We discuss this a bit more in our article on “Everything You Need to Know about Indica vs. Sativa.” Still, the interplay between THC and the other terpenes/cannabinoids contained within cannabis is very important. More than just the THC itself, terpenes play a large role in shaping and altering the effects of a strain of cannabis – Different combinations of terpene types and other cannabinoids (CBD, CBN, etc.) are what give specific strains higher sensations of alertness, drowsiness, energy, creativity, in a process casually referred to as “the entourage effect.”
Of Myrcene and Mangoes
One of the most prominent terpenes found in cannabis is called “β-Myrcene,” or more commonly just “myrcene.” Myrcene is found in a host of different plants, including lemongrass, bay leaves, cardamom, and, yes, mangoes. Cannabis also has high percentages of myrcene, with many strains commonly carrying over 45% of myrcene in their total terpenoid profile.

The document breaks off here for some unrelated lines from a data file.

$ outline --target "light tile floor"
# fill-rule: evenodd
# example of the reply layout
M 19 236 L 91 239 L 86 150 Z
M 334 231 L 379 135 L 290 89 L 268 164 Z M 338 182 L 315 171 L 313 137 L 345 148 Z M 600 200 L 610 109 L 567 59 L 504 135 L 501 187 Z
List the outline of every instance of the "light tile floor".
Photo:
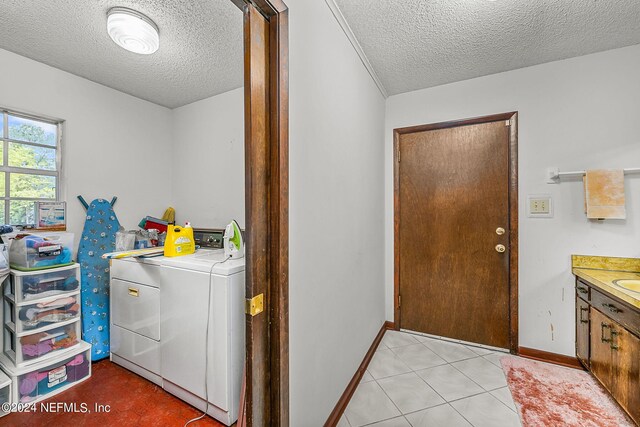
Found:
M 387 331 L 338 427 L 519 427 L 504 354 Z

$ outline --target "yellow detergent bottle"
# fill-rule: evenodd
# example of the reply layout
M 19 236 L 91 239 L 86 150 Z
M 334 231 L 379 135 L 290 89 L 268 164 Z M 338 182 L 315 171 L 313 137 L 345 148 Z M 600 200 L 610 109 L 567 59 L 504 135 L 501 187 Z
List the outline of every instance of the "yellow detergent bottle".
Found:
M 184 227 L 169 225 L 164 242 L 164 256 L 189 255 L 196 251 L 193 228 L 187 223 Z

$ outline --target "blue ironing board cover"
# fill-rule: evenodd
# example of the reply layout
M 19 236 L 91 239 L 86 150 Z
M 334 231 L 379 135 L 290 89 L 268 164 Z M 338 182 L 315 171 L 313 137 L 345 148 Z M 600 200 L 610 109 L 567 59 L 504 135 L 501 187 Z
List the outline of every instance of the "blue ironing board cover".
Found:
M 109 260 L 120 223 L 111 203 L 96 199 L 87 208 L 87 218 L 78 247 L 82 278 L 82 338 L 91 344 L 91 360 L 109 356 Z

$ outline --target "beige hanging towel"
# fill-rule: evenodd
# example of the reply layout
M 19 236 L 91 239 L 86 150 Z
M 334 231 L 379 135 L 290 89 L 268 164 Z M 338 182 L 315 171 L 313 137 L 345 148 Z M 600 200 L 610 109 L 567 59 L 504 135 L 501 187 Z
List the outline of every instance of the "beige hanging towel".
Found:
M 587 218 L 626 219 L 624 171 L 588 170 L 584 177 Z

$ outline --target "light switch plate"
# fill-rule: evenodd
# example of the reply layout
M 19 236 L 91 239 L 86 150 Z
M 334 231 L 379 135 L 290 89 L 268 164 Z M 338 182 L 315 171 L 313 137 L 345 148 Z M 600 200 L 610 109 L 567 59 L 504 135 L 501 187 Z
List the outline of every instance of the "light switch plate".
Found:
M 527 216 L 529 218 L 553 218 L 553 199 L 551 194 L 528 195 Z

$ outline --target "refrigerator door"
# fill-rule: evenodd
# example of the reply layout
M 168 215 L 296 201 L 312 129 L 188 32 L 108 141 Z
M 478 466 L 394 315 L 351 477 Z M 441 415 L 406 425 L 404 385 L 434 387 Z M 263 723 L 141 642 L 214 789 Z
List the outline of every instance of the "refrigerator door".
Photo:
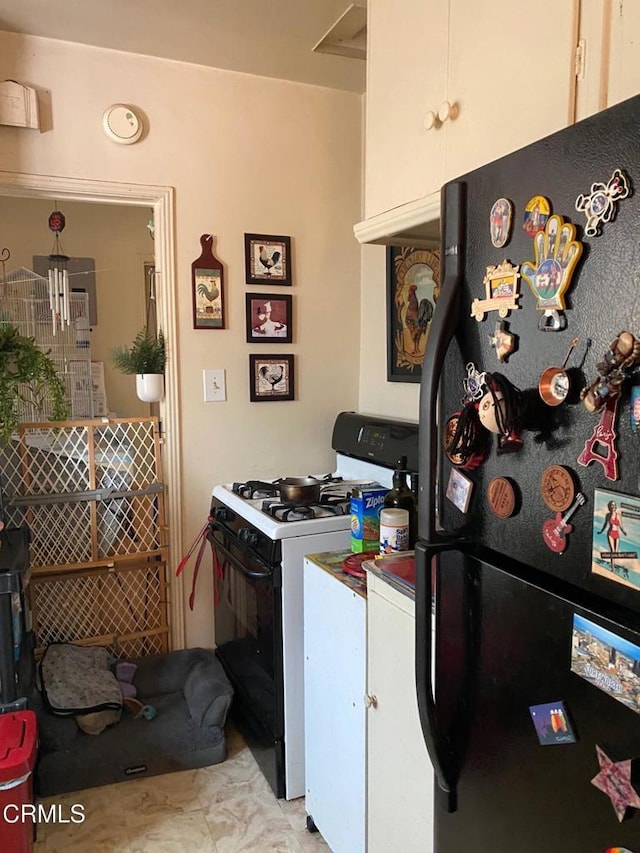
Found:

So how does all of this tie into mango juice helping you get high? The theory is that myrcene helps bind cannabinoids (such as THC) to the body’s cannabinoid receptors – The more myrcene you have, the more your CB1/CB2 receptors will be ready & available to slot in the THC molecules, meaning a bigger high. The easy solution? Eat a mango or drink a glass of mango juice before you get high – This will make sure your cannabinoid receptors are as receptive as they can be.
But The Truth Is…
Unfortunately, this isn’t backed by science. In a study published in May of 2020, a New Zealand-based research team determined that for whatever the entourage effect is, it isn’t caused by interactions of terpenes at the cannabinoid receptors. So while terpenes certainly do still have something to do with how different strains of cannabis affect us differently, terpene interaction with CB1/CB2 receptors isn’t it.
Still, they obviously do something, so why not just eat a mango anyway? Well, while we certainly recommend eating mangoes for the sake of their own deliciousness, it’s important to know that the amount of myrcene contained in the average mango isn’t enough to add much to your high.
Comparing studies of myrcene content between your average Cannabis sativa strain and your average mango strain, we can see that a half gram of cannabis contains roughly 4 milligrams of myrcene. In contrast, a single mango will contain somewhere around 0.09 milligrams – Doing the math, this means that the myrcene contribution from the mango isn’t significant in the slightest. People will get way more myrcene out of smoking a single joint than eating even several mangoes in a row.
There are a lot of varying reasons why cannabis edibles may have a hard time affecting certain people, and unfortunately, at least one reason edibles won’t make you get high that’s impossible to overcome. And while we would argue that “something” is better than “absolutely nothing,” if you’re someone with the CYP2C9 AA enzyme? It may be better to just stick to smoking your weed to get high rather than getting a tiny buzz from expensive edibles.
Still, consuming over smoking cannabis is a unique experience, and we would say it’s worth experimenting with diet, exercise, and other metabolism-boosting body hacks before giving up on the world of edibles entirely. Just don’t expect folk wisdom “miracle solutions” like mango juice to solve the problem. Best of luck with your next edibles session – Happy munching!